La polygamie, une alternative au célibat des femmes selon l’ONAM

La polygamie, une alternative au célibat des femmes selon l’ONAM

Selon les chiffres officiels publiés en 2011, les femmes constituent plus de 50% de la population marocaine. Au sein de cette société en permanente mutation où le célibat prend de plus en plus du terrain, les conservateurs préconisent la polygamie.

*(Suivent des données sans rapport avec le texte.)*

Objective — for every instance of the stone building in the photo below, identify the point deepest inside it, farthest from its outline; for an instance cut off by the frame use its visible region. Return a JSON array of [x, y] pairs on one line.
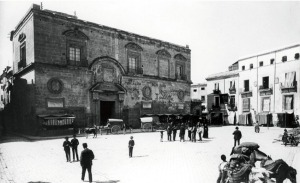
[[262, 87], [64, 65]]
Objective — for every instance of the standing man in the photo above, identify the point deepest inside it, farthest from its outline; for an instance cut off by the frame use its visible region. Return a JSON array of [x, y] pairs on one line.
[[237, 135], [130, 146], [174, 132], [67, 144], [86, 158], [74, 143]]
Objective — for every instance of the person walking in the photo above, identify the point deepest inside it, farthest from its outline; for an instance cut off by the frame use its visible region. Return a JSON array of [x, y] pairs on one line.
[[169, 131], [190, 132], [222, 171], [182, 132], [257, 127], [205, 131], [86, 158], [161, 135], [174, 132], [74, 144], [67, 144], [130, 146], [237, 135], [199, 131]]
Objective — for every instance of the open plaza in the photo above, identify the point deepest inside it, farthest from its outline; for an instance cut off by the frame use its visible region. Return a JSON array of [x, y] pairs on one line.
[[24, 161]]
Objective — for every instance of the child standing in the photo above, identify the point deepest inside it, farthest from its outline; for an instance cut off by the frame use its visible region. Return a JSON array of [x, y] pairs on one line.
[[130, 146], [161, 135]]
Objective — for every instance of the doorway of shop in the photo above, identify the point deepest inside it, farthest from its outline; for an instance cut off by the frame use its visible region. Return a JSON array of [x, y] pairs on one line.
[[107, 110]]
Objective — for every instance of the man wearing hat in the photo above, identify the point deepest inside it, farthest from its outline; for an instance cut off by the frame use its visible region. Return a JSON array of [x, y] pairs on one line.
[[66, 146], [237, 135], [130, 146], [75, 143], [86, 162]]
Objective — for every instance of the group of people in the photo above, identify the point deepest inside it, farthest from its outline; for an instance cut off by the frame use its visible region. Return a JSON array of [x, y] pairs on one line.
[[193, 132], [86, 155]]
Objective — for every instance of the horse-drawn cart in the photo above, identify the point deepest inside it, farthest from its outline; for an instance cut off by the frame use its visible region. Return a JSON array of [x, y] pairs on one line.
[[114, 125]]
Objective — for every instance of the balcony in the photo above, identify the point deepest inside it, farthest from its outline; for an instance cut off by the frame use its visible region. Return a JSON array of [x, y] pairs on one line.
[[245, 93], [180, 77], [216, 91], [289, 89], [22, 64], [232, 90], [265, 90], [135, 71]]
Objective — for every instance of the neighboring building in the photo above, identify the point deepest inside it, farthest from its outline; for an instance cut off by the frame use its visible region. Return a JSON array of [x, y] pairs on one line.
[[266, 88], [64, 65], [199, 92]]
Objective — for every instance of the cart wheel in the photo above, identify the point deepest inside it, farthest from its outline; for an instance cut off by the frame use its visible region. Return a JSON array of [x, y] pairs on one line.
[[147, 127], [115, 129]]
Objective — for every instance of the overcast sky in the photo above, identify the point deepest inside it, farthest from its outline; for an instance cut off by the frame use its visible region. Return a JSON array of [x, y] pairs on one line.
[[218, 33]]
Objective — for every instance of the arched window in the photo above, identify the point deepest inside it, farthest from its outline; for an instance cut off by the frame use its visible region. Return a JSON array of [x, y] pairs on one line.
[[76, 47], [163, 63], [134, 65]]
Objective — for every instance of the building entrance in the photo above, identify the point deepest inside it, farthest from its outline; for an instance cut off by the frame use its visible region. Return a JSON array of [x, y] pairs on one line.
[[107, 110]]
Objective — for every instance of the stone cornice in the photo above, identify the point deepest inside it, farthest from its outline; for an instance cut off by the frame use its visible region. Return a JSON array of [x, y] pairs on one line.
[[35, 9]]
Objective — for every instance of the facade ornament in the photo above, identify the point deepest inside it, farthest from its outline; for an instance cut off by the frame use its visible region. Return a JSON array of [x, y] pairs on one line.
[[55, 85], [164, 53], [180, 57], [133, 46]]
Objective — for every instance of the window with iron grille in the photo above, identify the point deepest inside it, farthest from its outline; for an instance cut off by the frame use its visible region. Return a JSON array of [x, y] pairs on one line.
[[288, 102]]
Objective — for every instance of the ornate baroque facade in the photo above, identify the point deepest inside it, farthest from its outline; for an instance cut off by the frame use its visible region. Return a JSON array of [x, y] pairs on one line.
[[66, 65]]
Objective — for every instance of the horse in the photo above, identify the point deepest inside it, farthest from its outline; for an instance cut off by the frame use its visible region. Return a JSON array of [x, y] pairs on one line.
[[281, 170], [91, 131]]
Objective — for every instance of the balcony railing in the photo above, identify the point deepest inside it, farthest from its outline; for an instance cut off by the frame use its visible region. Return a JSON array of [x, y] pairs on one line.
[[180, 76], [232, 90], [22, 64], [216, 91], [288, 89], [135, 71]]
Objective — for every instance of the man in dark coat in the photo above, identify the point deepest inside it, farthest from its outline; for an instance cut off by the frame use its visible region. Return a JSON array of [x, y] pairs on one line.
[[237, 135], [67, 145], [130, 146], [86, 158], [182, 132], [174, 132], [75, 143]]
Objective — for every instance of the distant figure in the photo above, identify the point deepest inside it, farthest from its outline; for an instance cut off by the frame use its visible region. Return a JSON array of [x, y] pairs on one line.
[[161, 135], [190, 132], [130, 146], [256, 128], [205, 131], [86, 158], [174, 132], [194, 132], [237, 135], [182, 132], [222, 171], [199, 131], [124, 128], [75, 143], [169, 131], [67, 144]]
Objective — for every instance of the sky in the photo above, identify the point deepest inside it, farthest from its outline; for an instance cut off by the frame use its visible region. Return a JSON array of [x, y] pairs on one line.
[[217, 32]]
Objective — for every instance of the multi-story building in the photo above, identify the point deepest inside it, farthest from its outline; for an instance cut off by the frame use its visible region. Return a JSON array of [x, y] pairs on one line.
[[198, 93], [64, 65], [265, 86]]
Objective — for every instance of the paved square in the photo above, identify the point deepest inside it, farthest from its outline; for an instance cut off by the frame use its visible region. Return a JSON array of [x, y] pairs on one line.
[[153, 161]]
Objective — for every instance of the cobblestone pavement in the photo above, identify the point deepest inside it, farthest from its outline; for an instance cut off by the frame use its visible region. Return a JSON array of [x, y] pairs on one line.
[[153, 161]]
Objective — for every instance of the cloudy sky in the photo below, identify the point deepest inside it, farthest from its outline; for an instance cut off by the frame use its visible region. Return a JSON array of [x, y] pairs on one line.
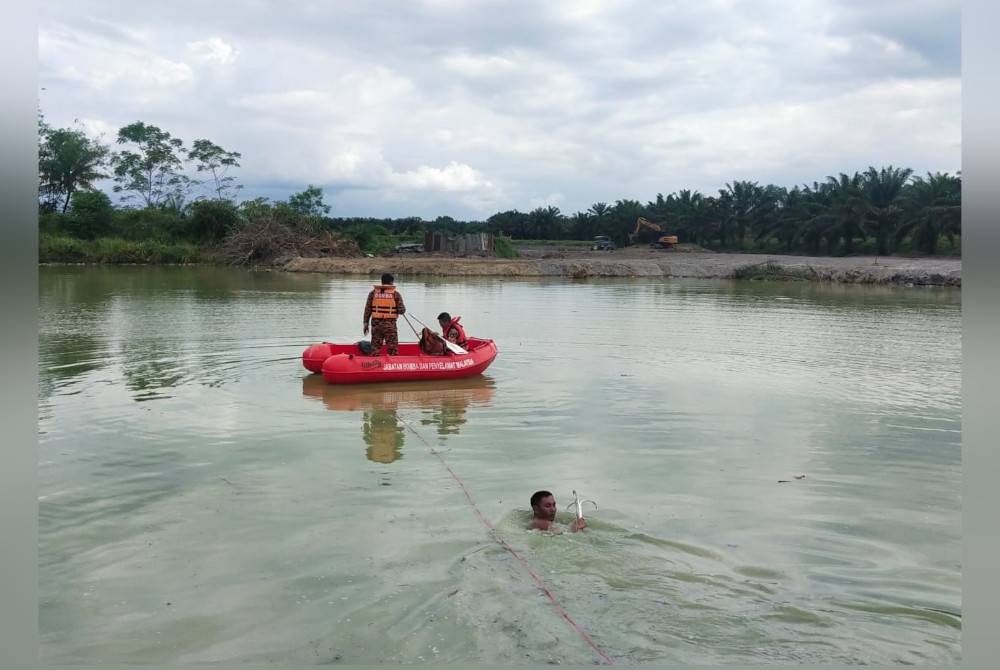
[[470, 107]]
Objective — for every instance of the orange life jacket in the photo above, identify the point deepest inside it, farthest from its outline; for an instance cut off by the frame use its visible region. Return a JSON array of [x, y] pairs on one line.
[[384, 302], [462, 339]]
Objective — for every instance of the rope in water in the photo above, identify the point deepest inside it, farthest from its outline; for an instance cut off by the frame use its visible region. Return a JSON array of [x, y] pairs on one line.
[[503, 543]]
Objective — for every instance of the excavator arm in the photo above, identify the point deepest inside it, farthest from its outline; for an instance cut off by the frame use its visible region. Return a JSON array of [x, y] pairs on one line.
[[665, 241]]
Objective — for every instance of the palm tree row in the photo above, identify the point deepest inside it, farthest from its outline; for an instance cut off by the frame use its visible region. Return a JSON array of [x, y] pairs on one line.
[[886, 206]]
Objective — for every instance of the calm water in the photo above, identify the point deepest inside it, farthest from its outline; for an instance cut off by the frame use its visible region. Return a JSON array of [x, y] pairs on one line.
[[202, 498]]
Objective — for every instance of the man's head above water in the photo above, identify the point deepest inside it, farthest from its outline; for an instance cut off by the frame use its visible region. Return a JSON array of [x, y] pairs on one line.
[[543, 505], [543, 508]]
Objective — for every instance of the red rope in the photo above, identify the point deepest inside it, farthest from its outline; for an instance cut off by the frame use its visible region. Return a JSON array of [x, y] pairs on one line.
[[503, 543]]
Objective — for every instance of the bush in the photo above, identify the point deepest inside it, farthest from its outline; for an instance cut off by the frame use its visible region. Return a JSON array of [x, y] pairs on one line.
[[113, 250], [504, 248], [148, 224], [210, 220], [90, 215], [60, 249]]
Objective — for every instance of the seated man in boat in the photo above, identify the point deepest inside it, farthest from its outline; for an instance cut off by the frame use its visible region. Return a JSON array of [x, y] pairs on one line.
[[543, 506], [451, 329], [431, 343]]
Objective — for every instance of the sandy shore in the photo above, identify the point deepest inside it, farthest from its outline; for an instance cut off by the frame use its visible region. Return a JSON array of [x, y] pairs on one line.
[[645, 262]]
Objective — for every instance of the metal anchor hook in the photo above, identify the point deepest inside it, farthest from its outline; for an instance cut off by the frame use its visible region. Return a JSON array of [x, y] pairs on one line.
[[579, 505]]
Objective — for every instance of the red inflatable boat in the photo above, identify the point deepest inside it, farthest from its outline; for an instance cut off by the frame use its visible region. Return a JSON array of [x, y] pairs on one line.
[[346, 364]]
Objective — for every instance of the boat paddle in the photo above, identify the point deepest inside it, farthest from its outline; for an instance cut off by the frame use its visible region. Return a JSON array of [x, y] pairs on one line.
[[454, 348], [579, 504]]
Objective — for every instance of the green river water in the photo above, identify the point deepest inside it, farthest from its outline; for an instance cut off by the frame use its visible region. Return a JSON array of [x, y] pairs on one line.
[[203, 498]]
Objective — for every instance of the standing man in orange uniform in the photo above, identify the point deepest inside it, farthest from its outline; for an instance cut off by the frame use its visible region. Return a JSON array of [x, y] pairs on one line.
[[383, 307]]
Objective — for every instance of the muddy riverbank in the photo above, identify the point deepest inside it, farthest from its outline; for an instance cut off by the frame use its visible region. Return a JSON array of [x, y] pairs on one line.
[[555, 262]]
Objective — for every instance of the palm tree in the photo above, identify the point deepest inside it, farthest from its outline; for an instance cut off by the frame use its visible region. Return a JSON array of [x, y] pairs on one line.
[[881, 191], [847, 208], [933, 208]]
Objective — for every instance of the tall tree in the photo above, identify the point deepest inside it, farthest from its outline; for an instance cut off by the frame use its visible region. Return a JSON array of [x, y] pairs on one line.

En accord avec la loi islamique, un homme peut se permettre d’avoir jusqu’à quatre épouses au Maroc. Seulement, depuis 2004, date d’entrée en vigueur du nouveau code de la famille, les prétendants à la polygamie sont soumis à un certain nombre de conditions : l’accord de la première femme obligatoire, une situation matérielle confortable pour le requérant, l’autorisation du juge, etc. Et pour les conservateurs, l’Ordre national des adouls du Maroc [ONAM] en tête, ces règles freinent la société en matière de mariage, notamment pour les célibataires. « Si l’islam l’a autorisée [la polygamie], c’est pour le bien de la communauté. […] L’âge du célibat augmente de plus en plus, et des femmes ne trouvent pas de maris, pourquoi ne pas alléger la procédure de la polygamie pour permettre aux hommes qui ont les moyens d’épouser plus d’une femme ? », s’interroge le président de l’ONAM, Abdeslam El Bouraini, consulté par La Vie éco.

Un avis partagé par certains membres de la société civile. A noter que 44% des Marocains sont favorables à la polygamie selon une étude réalisée en 2007. Nadia Mouhir, avocat, s’inquiète également du nombre croissant des célibataires et estime que les verrous du nouveau code de la famille pourraient quelque peu expliquer ce fait. D’après cette femme de loi, les hommes hésitent de plus en plus avant de faire le pas d’une union légale. De ce fait, « les femmes célibataires ne trouvent pas d’époux ». « Quand un homme a les moyens financiers pour entretenir plus d’une épouse, pourquoi l’en priver ? Il faut lui faciliter la procédure puisque la loi lui donne ce droit », relève-t-elle. M. Bouraini précise toutefois qu’en accord avec les textes islamiques, le prétendant à la polygamie devrait toutes ses épouses avec « équité ». « Comme ça, on aura sauvé beaucoup de femmes », conclue-t-il.

Mais comme s’interroge le journaliste chez la Vie éco, « Comment un homme, avec ou sans moyens financiers, pourra-t-il être juste avec deux familles ? Partager la vie avec deux [trois ou quatre] femmes ? ».

Qu’en sera-t-il des femmes riches et célibataires ? 

Colère chez les militantes des droits des femmes. « Nous attendons une abrogation de la polygamie et non des facilités pour les plus riches qui épousent deux ou trois femmes », déclare outrée, Fouzia Assouli, présidente de la Fédération de la ligue démocratique des droits de l’Homme [FLDDF]. « Ces déclarations vont à l’encontre des efforts qui ont été fait par l’Etat et ne tiennent pas compte des réalités », note-t-elle. Selon la présidente de la FLDDF, la population est intrinsèquement constituée d’une majorité de femmes. Et le fait aujourd’hui que le nombre de célibataire augmente est beaucoup plus lié à la longue durée des études et à la cherté de la vie, plutot qu’à la monogamie, estime-t-elle.

S’il faut raisonner en termes de moyens financiers, « que dira-t-on des femmes riches ? Devraient-elles épouser plusieurs hommes démunis ? », s’interroge à nouveau Mme Assouli.